Gentoo Websites Logo
Go to: Gentoo Home Documentation Forums Lists Bugs Planet Store Wiki Get Gentoo!

Bug 719676

Summary: =sci-biology/foldingathome-7.6.9 wants missing libhsa-ext-finalize64.so.1 (fix included)
Product: Gentoo Linux Reporter: Gordon Pettey <petteyg359>
Component: Current packagesAssignee: Gentoo Science Biology related packages <sci-biology>
Status: CONFIRMED ---    
Severity: normal CC: gentoo-bugs, imp, jstein, sci-biology
Priority: Normal    
Version: unspecified   
Hardware: All   
OS: Linux   
Whiteboard:
Package list:
Runtime testing required: ---
Attachments: Suggested new ebuild

Description Gordon Pettey 2020-04-26 16:57:58 UTC
This version depends on libhsa-ext-finalize64.so.1, which is in https://github.com/HSAFoundation/HSA-Runtime-AMD. The library does not appear in distfiles of dev-libs/hsa-ext-rocr nor dev-libs/amdgpu-pro-opencl.

This version's FAHClient executable is no longer linked to openssl-compat libaries, they might be removed.

Reproducible: Always

Steps to Reproduce:
Upgrade from 7.5.1, where an existing workunit was running on an AMD GPU.

cd /opt/foldingathome
sudo -u foldingathome ./FAHClient
Actual Results:  
16:54:55:INFO(1):Read GPUs.txt
LoadLib(libhsa-ext-finalize64.so.1) failed: libhsa-ext-finalize64.so.1: cannot open shared object file: No such file or directory


Starting from an clean slate with no existing work units, the CPU folding runs fine.

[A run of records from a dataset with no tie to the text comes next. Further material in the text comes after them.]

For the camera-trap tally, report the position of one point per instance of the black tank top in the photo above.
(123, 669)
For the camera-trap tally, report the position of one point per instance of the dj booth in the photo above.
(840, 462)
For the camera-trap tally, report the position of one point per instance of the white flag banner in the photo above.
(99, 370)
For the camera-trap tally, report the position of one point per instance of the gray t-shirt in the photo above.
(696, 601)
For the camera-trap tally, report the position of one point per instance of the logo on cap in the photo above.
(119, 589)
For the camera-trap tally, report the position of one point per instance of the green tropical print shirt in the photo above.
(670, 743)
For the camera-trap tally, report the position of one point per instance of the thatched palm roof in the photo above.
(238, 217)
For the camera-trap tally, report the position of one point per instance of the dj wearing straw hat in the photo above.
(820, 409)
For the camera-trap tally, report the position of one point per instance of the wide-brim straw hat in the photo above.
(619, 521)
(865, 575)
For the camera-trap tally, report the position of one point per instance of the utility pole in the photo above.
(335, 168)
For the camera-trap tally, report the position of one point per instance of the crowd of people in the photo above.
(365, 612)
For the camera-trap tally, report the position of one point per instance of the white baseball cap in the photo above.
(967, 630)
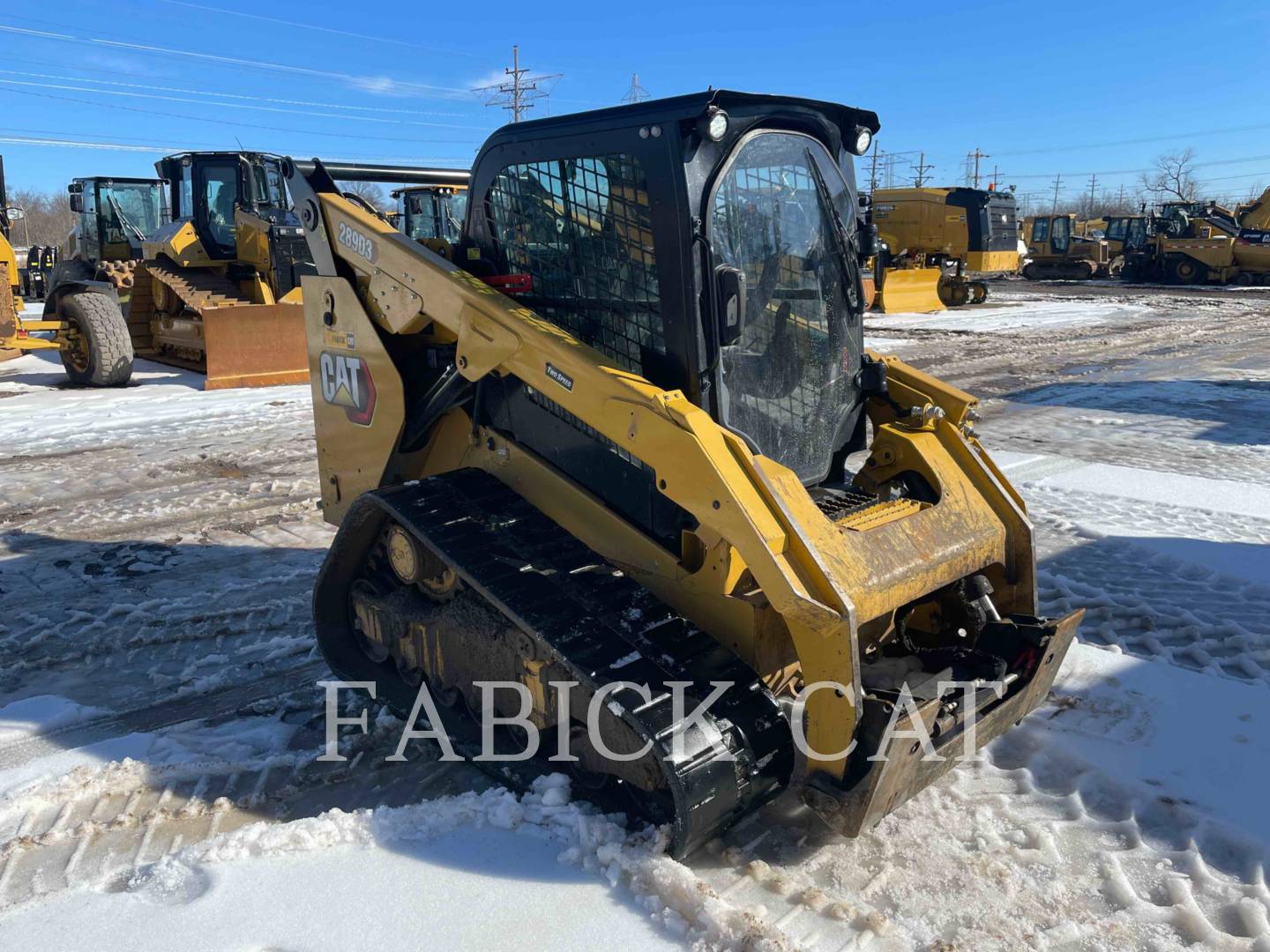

Logs show
16:56:17:Enabled folding slot 01: READY gpu:0:Vega 10 XL/XT [Radeon RX Vega 56/64]
16:56:17:ERROR:No compute devices matched GPU #0 {
16:56:17:ERROR:  "vendor": 4098,
16:56:17:ERROR:  "device": 26751,
16:56:17:ERROR:  "type": 1,
16:56:17:ERROR:  "species": 5,
16:56:17:ERROR:  "description": "Vega 10 XL/XT [Radeon RX Vega 56/64]"
16:56:17:ERROR:}.  You may need to update your graphics drivers.
Comment 1 Ian Stakenvicius (RETIRED) gentoo-dev 2020-04-27 15:09:17 UTC
Would you be able to confirm for me if F@H is failing to process I have only been able to do a little bit of research on this, but, is the lack of this library preventing this version from operating upon your GPU?  If so, does your GPU work properly with any other OpenCL related software?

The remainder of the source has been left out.